Ainsi, Le Dr Oh, a présenté le rôle important joué par un facteur neurotrophique, le BDNF, dans la physiopathologie de la dépression et son interaction avec le système GABAergique. Le Pr Sibille confirmait ces résultats par la description de nouveaux ligands modulateurs du récepteur GABAA, qui seraient une nouvelle cible thérapeutique.

Des stratégies thérapeutiques nouvelles et non pharmacologiques émergent, comme la neurostimulation. Comme l’a démontré le Pr Belzung, la neurostimulation transmagnétique crânienne ou l’utilisation d’ultrasons ciblant le cortex préfrontal montrent des effets de type antidépresseur chez la souris. Dans le champ des nouvelles cibles thérapeutiques et des chocs postraumatiques, le Dr Denny et son équipe ont mis en évidence que la kétamine possèderait des effets prophylactiques, c’est-à-dire qu’elle prévient l’apparition de troubles dépressifs.

Qu’elles que soient les approches thérapeutiques proposées, les participants du workshop étaient unanimes : l’identification de biomarqueurs de diagnostic et de réponse thérapeutique optimiserait la prise en charge des patients. Ainsi, le Dr Guilloux, en utilisant un modèle animal (chez la souris) de non-réponse aux antidépresseurs, essaie de mettre en évidence une signature biologique de la réponse à l’électro-convulsivothérapie, méthode présentant plus de 80% de réponse chez les patients. Parmi les biomarqueurs de réponse, la neurogenèse hippocampique a été proposée (c’est-à-dire la production de nouveaux neurones dans le gyrus dentelé de l’hippocampe).
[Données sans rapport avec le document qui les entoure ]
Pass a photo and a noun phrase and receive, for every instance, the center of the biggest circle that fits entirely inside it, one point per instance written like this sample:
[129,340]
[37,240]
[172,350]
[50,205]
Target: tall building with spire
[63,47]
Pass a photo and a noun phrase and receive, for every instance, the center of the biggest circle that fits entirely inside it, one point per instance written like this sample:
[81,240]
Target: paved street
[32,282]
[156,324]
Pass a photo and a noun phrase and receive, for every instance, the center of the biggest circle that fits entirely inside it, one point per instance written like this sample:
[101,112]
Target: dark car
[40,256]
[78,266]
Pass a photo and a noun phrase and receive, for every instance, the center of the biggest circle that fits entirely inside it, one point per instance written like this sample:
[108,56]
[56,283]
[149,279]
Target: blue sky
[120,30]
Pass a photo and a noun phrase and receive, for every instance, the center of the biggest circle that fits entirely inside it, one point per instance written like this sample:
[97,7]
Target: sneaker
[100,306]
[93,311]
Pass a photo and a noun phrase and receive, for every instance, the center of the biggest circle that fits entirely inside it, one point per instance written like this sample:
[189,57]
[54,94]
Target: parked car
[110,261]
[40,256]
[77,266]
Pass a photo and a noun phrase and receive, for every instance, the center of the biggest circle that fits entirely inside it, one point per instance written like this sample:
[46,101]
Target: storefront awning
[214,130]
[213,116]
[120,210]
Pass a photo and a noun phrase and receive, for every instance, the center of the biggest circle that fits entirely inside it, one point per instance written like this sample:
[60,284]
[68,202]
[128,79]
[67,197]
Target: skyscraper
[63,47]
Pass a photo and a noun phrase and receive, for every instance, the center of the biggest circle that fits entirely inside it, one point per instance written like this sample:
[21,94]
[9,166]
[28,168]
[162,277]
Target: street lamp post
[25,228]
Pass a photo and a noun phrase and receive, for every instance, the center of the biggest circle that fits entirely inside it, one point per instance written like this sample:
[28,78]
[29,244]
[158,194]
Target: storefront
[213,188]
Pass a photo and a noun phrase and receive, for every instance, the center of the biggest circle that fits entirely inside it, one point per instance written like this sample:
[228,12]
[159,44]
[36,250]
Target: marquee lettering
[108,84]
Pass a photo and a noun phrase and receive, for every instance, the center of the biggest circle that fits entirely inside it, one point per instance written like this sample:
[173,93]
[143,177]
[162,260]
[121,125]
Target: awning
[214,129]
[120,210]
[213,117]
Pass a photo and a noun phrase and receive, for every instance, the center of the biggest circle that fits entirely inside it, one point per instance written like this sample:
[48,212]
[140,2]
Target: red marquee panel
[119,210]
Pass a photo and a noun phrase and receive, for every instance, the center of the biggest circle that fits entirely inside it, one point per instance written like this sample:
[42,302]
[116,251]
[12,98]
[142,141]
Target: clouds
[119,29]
Pourtant, un récent article de l’équipe d’Alvarez-Buylla paru dans Nature est venu tout remettre en cause, suggérant que chez l’Homme ce phénomène était indétectable après l’adolescence. Dans la même période, une autre publication d’une équipe de Columbia University publiée dans Cell Stem Cell, dans laquelle le Pr HEN est associé, confirmait que la neurogenèse se poursuivait dans l’hippocampe humain adulte.

Alors, qu’en conclure ? Le Pr Hen a donc au cours de sa présentation posé la question : « Est-ce-que la neurogenèse est importante » ? Si sa présence est indiscutable chez le rongeur et son rôle notoire dans la résilience au stress comme en confère son récent papier dans Nature ou dans les effets antidépresseurs, de nouvelles études utilisant de nouveau paradigmes doivent être envisagées pour répondre à la question : « combien de jeunes neurones sont nécessaires aux effets comportementaux ? » Peut-être, comme le suggère le Dr David dans ses travaux chez le rongeur issus d’une collaboration entre l’Université Paris-Sud et Columbia University, que le désaccord entre les travaux d’Alvarez-Buylla et ceux de Boldrini vient de l’utilisation de marqueurs non-spécifiques de la neurogenèse.

Ce workshop a été, pour tous les participants, riche en enseignements et montre combien les échanges et le partage d’informations sont la clé de la compréhension pour construire une recherche d’avenir.